We’ve been crewing on other boats for two years now, but this was my first time to skipper our own boat in a race. Unfortunately, due to Mary’s broken foot, she had to sit this one out.
The Icicle races are only 8.6 nautical miles. They start at Kemah channel markers 1 and 2, then round a couple fixed platforms in the bay, and end back at markers 1 and 2. Here was our route for Saturday’s race. GBCA gave us a PHRF of 180 in the non-spinnaker cruising class.
When I arrived to the boat I found that the Christmas elves from Banks Sails had visited and put Mary’s new mainsail on the boat.
There’s nothing like the crinkle of a new sail. Unfortunately we ran into some issues as soon as we attempted to hoist it. The old sail had a bolt-rope foot, and we’d never adjusted the outhaul the entire time we’d owned the boat.

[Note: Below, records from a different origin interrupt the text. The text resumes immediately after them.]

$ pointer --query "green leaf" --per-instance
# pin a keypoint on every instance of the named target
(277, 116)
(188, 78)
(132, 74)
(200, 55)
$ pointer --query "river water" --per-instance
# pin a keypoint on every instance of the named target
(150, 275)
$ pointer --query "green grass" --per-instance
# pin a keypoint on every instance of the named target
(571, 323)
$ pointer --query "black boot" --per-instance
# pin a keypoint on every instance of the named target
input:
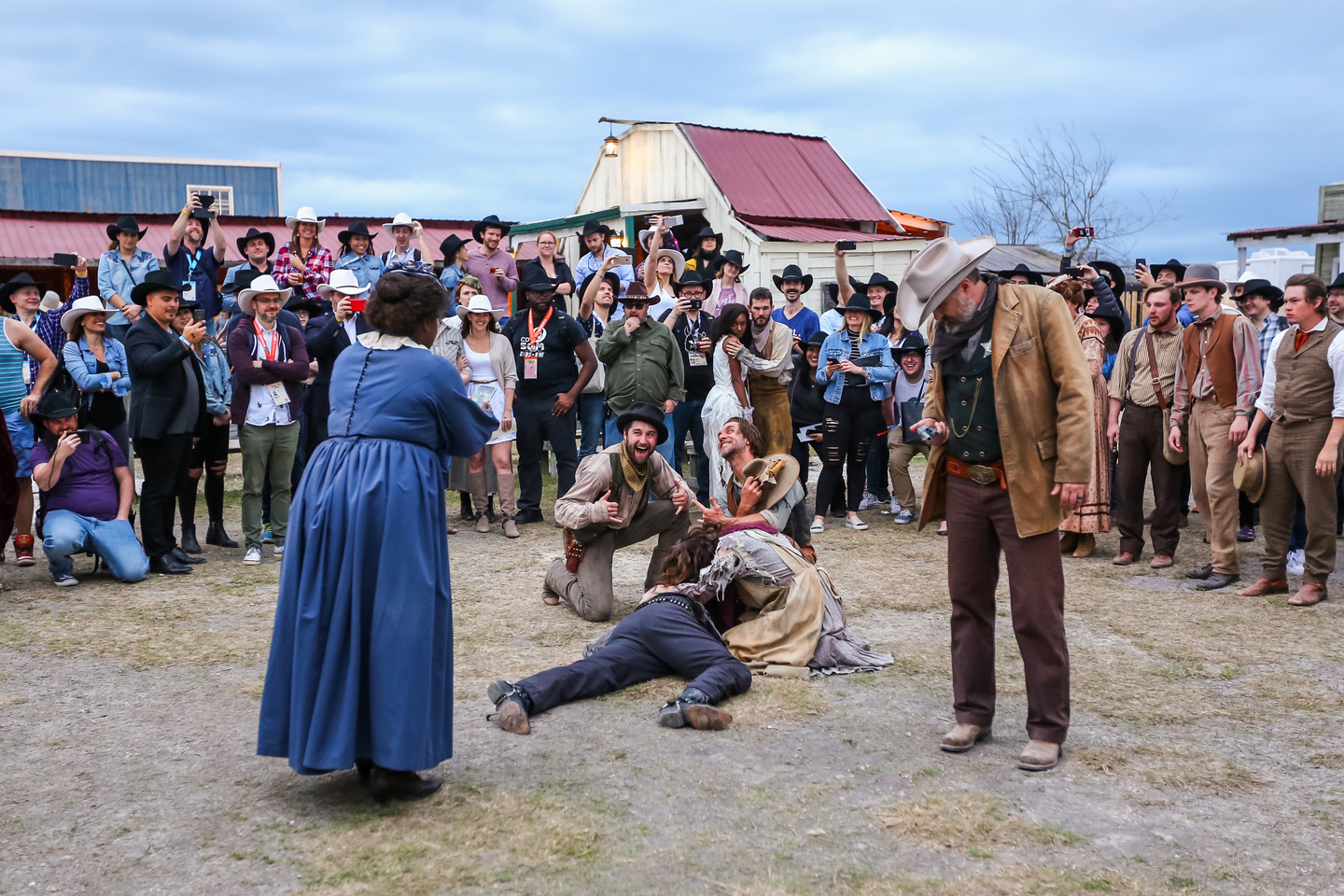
(217, 535)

The new sail has a loose foot, and when we tried to tighten the outhaul, we found all of the cam cleats on the boom were frozen. All I could do was keep steering the boat while I hoped the crew could rig something up to make it work — and they did. (Go crew!)
We ran into more trouble as we were nearing the first mark. The sheaves in the sliding blocks for the jib sheets began disintegrating.

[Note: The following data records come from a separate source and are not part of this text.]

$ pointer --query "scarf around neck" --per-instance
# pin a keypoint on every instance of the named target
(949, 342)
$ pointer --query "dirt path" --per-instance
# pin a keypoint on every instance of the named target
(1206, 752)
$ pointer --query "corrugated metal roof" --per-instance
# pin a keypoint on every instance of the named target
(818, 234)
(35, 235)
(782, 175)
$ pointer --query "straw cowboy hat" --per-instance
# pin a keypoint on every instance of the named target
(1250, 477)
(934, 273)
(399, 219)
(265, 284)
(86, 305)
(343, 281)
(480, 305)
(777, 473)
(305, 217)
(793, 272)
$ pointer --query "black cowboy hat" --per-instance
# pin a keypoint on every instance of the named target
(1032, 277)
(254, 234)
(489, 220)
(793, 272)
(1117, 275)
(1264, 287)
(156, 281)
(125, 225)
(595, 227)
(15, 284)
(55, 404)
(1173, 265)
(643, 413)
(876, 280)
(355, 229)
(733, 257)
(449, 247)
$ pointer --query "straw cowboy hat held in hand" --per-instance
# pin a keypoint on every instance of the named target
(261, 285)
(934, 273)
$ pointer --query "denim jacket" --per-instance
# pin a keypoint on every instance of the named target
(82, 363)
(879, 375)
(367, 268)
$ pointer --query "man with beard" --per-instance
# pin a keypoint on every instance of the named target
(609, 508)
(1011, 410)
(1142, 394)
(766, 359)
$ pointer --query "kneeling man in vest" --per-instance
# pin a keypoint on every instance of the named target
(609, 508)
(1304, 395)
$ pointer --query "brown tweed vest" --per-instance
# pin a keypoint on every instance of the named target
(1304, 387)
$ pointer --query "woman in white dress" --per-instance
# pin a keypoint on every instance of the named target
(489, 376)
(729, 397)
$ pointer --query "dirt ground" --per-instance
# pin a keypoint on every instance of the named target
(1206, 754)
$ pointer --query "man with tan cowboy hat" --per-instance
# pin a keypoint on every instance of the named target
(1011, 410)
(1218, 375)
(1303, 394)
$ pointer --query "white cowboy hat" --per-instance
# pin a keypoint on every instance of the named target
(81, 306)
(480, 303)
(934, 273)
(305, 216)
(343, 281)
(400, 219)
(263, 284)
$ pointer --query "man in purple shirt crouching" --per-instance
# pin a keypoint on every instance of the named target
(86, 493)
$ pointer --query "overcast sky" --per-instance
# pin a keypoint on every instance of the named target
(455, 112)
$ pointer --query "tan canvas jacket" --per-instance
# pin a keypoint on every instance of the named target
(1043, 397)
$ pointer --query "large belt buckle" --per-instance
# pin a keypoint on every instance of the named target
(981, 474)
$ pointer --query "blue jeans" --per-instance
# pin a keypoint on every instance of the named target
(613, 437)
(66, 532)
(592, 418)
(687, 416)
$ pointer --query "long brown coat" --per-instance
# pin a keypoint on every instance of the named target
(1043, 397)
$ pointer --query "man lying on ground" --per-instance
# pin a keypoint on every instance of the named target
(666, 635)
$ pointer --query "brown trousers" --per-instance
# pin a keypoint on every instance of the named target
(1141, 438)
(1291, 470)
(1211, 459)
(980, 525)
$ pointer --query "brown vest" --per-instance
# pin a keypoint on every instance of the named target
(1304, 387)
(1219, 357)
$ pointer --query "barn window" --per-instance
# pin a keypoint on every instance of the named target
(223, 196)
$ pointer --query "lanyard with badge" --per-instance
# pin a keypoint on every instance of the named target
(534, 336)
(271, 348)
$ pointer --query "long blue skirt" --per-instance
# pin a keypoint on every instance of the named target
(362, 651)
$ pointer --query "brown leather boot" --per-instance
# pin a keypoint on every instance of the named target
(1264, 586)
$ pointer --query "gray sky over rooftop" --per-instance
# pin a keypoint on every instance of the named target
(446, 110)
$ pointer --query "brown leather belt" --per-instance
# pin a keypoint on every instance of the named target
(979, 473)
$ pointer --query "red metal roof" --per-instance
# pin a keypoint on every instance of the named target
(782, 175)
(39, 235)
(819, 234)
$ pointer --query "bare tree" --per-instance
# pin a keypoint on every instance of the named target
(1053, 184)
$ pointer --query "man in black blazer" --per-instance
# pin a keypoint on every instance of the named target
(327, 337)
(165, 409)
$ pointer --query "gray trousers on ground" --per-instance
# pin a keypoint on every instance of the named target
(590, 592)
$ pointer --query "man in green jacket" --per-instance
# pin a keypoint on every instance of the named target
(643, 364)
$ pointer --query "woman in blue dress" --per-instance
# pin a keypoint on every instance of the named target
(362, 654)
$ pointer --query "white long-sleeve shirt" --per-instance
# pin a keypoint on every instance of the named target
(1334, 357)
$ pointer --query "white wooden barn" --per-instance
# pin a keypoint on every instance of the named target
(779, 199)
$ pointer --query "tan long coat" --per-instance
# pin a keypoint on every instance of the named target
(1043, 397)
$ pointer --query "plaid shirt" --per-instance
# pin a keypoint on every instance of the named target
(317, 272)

I guess 34 years is all you can really expect from a nylon sheave. I’m sure the cold weather added to the issue by making them extra brittle. Both the starboard and the port blocks had broken before the race was over, so it made trimming the jib a bit of a challenge.

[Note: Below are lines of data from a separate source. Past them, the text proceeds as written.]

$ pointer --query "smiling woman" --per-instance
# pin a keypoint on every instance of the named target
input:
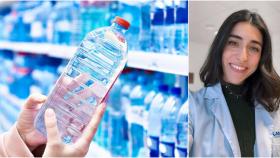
(240, 101)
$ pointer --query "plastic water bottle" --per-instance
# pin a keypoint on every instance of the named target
(182, 132)
(88, 77)
(157, 27)
(145, 29)
(130, 10)
(118, 138)
(134, 116)
(154, 124)
(168, 123)
(168, 39)
(153, 90)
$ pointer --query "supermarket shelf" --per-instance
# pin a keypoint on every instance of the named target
(97, 151)
(15, 101)
(167, 63)
(59, 51)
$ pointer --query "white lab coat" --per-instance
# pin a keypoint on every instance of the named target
(212, 131)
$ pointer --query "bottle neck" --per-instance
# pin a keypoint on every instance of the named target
(118, 27)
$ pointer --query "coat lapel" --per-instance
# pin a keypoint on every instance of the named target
(264, 128)
(220, 110)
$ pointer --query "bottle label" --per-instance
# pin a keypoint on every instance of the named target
(167, 149)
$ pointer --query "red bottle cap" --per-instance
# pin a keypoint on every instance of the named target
(122, 22)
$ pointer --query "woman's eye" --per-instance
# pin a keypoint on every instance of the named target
(233, 43)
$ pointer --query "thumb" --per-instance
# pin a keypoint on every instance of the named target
(33, 100)
(51, 127)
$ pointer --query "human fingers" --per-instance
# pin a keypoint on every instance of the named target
(34, 100)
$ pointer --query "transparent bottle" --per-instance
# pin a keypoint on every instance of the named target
(168, 123)
(154, 120)
(88, 77)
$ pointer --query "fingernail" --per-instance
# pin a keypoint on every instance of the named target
(39, 97)
(49, 112)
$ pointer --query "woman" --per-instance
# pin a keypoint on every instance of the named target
(236, 113)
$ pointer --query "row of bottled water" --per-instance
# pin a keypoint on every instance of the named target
(156, 26)
(144, 119)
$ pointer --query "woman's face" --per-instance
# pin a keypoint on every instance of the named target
(242, 53)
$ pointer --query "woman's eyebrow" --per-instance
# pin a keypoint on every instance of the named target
(239, 37)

The wind died to 5 knots on the last leg, and we saw several people decide to drop sails and just motor back. However, we set the sails wing-on-wing and hung in there hoping the wind would pick back up.
We finally crossed the finish at 2:42 p.m., a full 18 minutes to spare before the 3 p.m. cut-off. And, we weren’t last!
I spent Sunday tackling all of Gimme Shelter’s issues. She got a new set of blocks for the jib sheets. These things cost me an arm and a leg, so they better last another 30 years. They were actually very easy to swap out. I just had to unscrew the end cap from the rail, and they slid on and off.
The more intense project of the afternoon was persuading the cam cleats on the boom to move again.
It took half a can of WD-40 and almost two hours of hammering, sanding, scraping and more hammering to finally get all four of those things moving freely again. However, we now have a working outhaul and reefing lines, both of which are pretty important.
Once I got everything working again, I raised the main, so Mary could get a good look at her Christmas present. She seemed pretty happy.